Additionally, I often can't understand how I'm related to my family. I complain about them a lot but I do love them, but we're SO different. Religious and political differences aside, I am an artist, something no one else in my family is. I recently read my mom a poem I wrote, and showed that collage to my dad and both of them were like "that's nice...I don't get it." I feel like art isn't something to "get." I'm not asking them to tell me what I felt when making it, I want it to create some feelings within THEM.
Lastly, I'm stuck on something with my big project. I like writing, and in the past my writing has elicited some positive reactions. That being said, I don't know if I'm a good writer/don't think I am (granted I don't think I'm good at much of anything so perhaps my judgement is off?) Thus, I'm scared to work so hard on 12 pieces of writing only to proudly display it and have one of 2 things happen.

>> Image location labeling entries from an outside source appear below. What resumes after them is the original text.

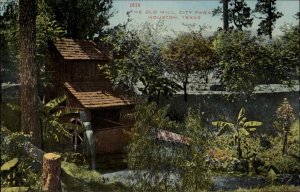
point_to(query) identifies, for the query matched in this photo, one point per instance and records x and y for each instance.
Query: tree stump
(51, 172)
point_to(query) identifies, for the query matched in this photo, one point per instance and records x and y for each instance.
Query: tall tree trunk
(269, 19)
(225, 15)
(29, 94)
(239, 150)
(285, 141)
(185, 91)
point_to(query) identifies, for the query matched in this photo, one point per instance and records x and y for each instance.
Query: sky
(175, 13)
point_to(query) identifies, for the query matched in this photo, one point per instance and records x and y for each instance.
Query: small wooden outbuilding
(75, 66)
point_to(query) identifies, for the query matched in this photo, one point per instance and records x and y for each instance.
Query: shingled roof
(72, 49)
(94, 95)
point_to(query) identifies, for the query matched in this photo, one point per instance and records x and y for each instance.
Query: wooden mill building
(75, 68)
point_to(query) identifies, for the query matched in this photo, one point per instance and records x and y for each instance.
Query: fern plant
(240, 129)
(51, 114)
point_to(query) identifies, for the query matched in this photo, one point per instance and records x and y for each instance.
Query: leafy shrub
(163, 166)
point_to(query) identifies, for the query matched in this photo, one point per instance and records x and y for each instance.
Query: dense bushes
(164, 166)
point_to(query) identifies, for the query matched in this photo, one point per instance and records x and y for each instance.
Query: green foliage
(15, 189)
(189, 54)
(137, 58)
(155, 162)
(273, 188)
(240, 130)
(18, 171)
(51, 116)
(267, 23)
(243, 61)
(284, 120)
(239, 14)
(8, 48)
(9, 165)
(47, 29)
(54, 128)
(81, 19)
(272, 176)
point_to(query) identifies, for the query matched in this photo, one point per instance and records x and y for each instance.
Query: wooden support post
(51, 172)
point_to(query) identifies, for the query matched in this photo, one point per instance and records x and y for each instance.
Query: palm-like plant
(285, 118)
(240, 129)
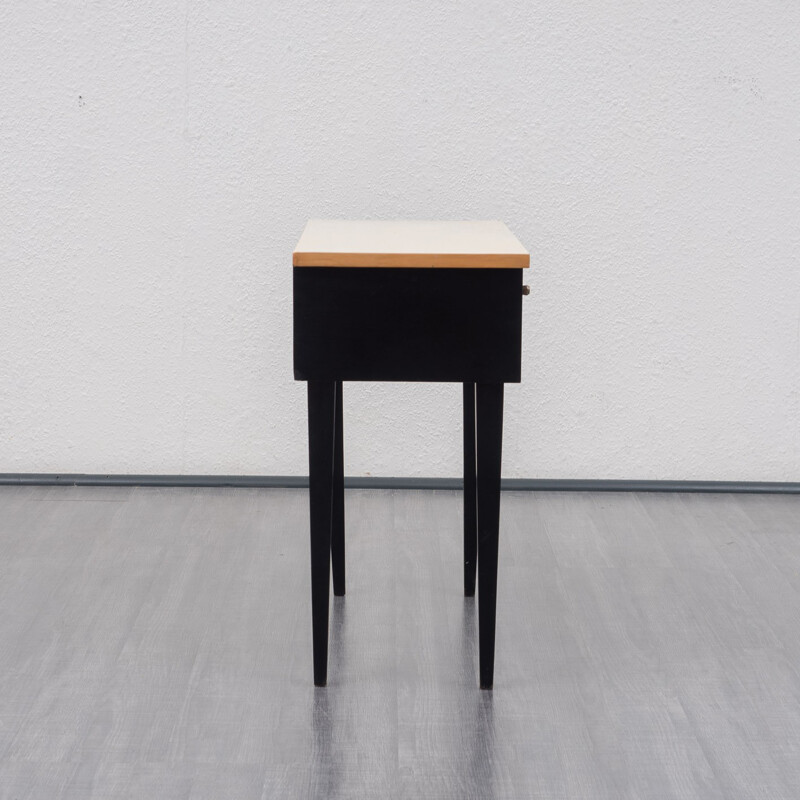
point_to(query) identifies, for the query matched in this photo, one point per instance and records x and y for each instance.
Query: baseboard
(370, 482)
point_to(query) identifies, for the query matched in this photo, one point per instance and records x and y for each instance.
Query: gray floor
(157, 644)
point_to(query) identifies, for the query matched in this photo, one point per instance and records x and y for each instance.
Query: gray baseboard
(301, 482)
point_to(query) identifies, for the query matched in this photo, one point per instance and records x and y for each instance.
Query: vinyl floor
(156, 643)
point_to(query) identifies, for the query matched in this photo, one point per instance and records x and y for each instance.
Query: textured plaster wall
(159, 160)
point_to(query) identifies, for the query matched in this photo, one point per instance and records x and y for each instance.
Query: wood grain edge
(441, 260)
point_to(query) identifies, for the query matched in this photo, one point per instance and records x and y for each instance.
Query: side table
(407, 301)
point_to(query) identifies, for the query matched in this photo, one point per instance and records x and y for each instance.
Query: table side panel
(408, 324)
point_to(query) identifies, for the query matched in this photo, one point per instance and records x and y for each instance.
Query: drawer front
(407, 324)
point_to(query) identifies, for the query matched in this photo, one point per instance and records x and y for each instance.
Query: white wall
(159, 160)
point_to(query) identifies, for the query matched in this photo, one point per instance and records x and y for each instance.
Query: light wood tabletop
(409, 243)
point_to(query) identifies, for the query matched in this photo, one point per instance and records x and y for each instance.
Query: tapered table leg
(470, 499)
(337, 531)
(489, 417)
(321, 416)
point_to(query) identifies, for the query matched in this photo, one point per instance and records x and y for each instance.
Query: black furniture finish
(391, 322)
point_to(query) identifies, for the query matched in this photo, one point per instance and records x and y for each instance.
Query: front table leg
(337, 531)
(489, 417)
(321, 428)
(470, 502)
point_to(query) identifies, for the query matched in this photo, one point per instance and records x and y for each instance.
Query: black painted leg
(470, 500)
(321, 415)
(337, 531)
(489, 415)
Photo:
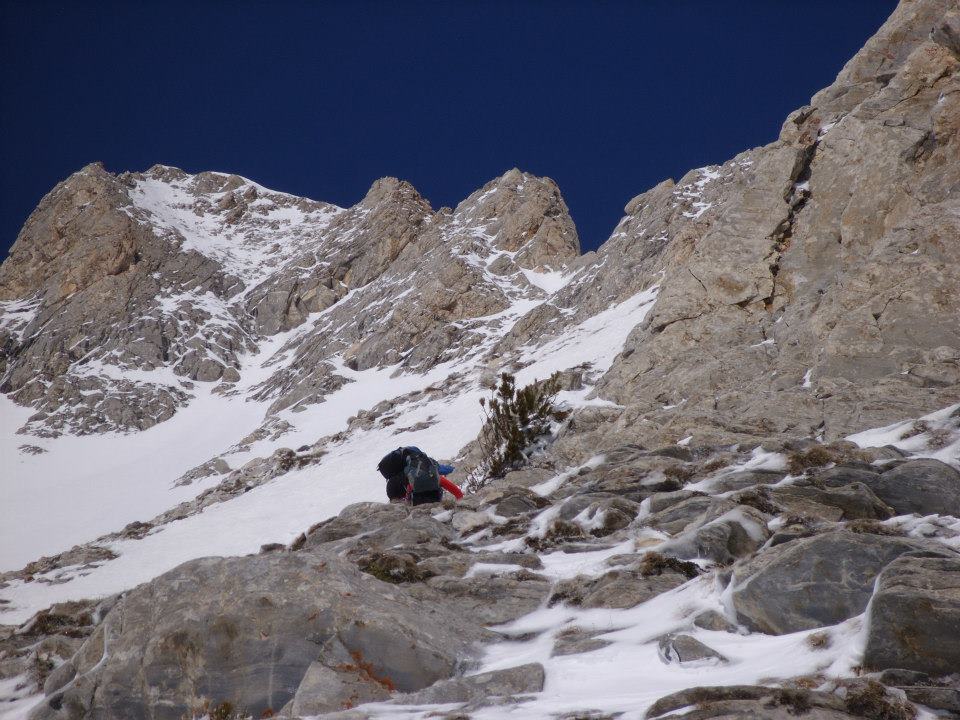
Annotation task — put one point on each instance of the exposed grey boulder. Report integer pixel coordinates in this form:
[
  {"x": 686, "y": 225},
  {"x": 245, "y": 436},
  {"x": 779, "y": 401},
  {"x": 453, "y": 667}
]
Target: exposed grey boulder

Either a. people will directly rip it apart to my face, or b. people will say they like it then tear it apart behind my back. I don't know if I can take that. I still want to finish the project though...
Monday, May 3, 2010
Make a fucking decision, Nicole!
Alright, the big project. Some people are doing. Some people are thinking. Some people are just staring at the walls. I can honestly say that I'm in the second category, however, thinking isn't good enough. I kind of lost my passion for my original idea once it kept being morphed. I think the end-ish result of conversation is cool, but it's not for me. So I've decided to return to my original original concept of working on my writing.
Proposed project: Look back at the past year, the past year's journal entries, etc, and write some wort of piece (poem, short story, one act) for each month. Then collage around the poems (Either one one giant sheet of paper, or in a mini-book like form.)
Luke, could you please give me the names of some writers to look into?